We can take a look at some more stats – let’s look at the bitscore
column:
hist(shmlast_out$bitscore)
what are we looking for here? (And how would we know?)
(Hint: longer bitscores are better, but even bitscores of ~1000 mean a nucleotide alignment of 1000 bp - which is pretty good, no? Here we really want to rescale the x axis to look at the distribution of bitscores in the 100-300 range.)
We can also look at the length of the queries, which are the mouse sequences in this case.
hist(shmlast_out$q_len)
Compare this to the bitscores… do things match? Are most mouse sequences getting matched by something of equivalent length?
Well, we can ask this directly with plot
:
plot(shmlast_out$q_len, shmlast_out$bitscore)

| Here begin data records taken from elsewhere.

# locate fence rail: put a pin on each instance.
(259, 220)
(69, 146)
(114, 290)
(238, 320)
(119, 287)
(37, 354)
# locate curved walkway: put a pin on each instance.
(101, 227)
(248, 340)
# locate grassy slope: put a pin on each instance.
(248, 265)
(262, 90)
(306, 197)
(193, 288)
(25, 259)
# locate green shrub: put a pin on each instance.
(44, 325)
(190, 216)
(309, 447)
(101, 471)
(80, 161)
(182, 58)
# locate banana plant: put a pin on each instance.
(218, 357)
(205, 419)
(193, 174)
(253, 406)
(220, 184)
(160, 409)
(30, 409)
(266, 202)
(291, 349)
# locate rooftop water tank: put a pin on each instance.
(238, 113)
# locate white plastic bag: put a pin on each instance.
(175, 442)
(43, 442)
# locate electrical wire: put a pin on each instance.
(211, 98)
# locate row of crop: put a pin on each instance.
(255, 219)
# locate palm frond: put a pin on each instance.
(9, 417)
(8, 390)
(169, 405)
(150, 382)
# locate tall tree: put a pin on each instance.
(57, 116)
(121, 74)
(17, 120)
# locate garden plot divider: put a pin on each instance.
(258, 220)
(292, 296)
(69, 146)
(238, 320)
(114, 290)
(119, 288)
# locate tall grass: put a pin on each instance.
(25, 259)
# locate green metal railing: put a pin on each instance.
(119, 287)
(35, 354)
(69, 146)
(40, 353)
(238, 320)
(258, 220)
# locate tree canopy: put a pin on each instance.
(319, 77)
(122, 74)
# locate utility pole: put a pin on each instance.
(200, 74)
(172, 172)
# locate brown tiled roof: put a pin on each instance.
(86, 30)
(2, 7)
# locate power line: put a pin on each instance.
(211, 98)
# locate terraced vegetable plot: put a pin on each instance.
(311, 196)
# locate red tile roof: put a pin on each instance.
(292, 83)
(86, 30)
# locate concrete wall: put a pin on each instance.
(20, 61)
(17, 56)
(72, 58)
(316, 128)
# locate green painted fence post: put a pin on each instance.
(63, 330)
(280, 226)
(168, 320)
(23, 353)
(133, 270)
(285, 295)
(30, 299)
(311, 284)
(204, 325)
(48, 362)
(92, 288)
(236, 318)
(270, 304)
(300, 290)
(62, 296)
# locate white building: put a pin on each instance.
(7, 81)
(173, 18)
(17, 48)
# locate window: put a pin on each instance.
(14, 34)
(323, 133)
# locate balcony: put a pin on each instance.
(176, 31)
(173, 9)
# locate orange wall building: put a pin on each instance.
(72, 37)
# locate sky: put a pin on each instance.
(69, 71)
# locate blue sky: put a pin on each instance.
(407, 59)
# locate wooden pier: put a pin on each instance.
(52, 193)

why does this plot look the way it does? (This may take a minute to show up, note!)
(The bitscores are limited by the length of the sequences! You can’t get a longer bitscore than you have bases to align.)
Summary points
This is an example of initial exploratory data analysis, in which we poke around with data to see roughly what it looks like. This is opposed to other approaches where we might be trying to do statistical analysis to confirm a hypothesis.
Typically with small sample sizes (n < 5) it is hard to do confirmatory data analysis or hypothesis testing, so a lot of NGS work is done for hypothesis generation and then confirmed via additional experimental work.
Some questions for discussion/points to make:
Why are we using R for this instead of the UNIX command line, or Excel?
(We’ll talk more about this later, too!)
One important thing to note here is that we’re looking at a pretty large data set - with ease. It would be much slower to do this in Excel. Also you can’t run Excel on a supercomputer ;-)
What other things could we look at?
Have we done a basic check of just looking at the data? Go back and look at the data frame! Do the gene name assignments look right?
How might we do this a bit more systematically, while still “looking” at things? Try googling ‘choose random rows from data frame’ and then run
shmlast_sub = shmlast_out[sample(nrow(shmlast_out), 10),] View(shmlast_sub)
What does the following code do?
tmp <- subset(shmlast_out, q_len >= 8000 & q_len <= 11000 & bitscore <=2000) functions <- tmp[, c("q_name", "s_name")]
and do you notice anything interesting about the names? (They’re all predicted/inferred genes.) What does this suggest about that “quadrant” of the data?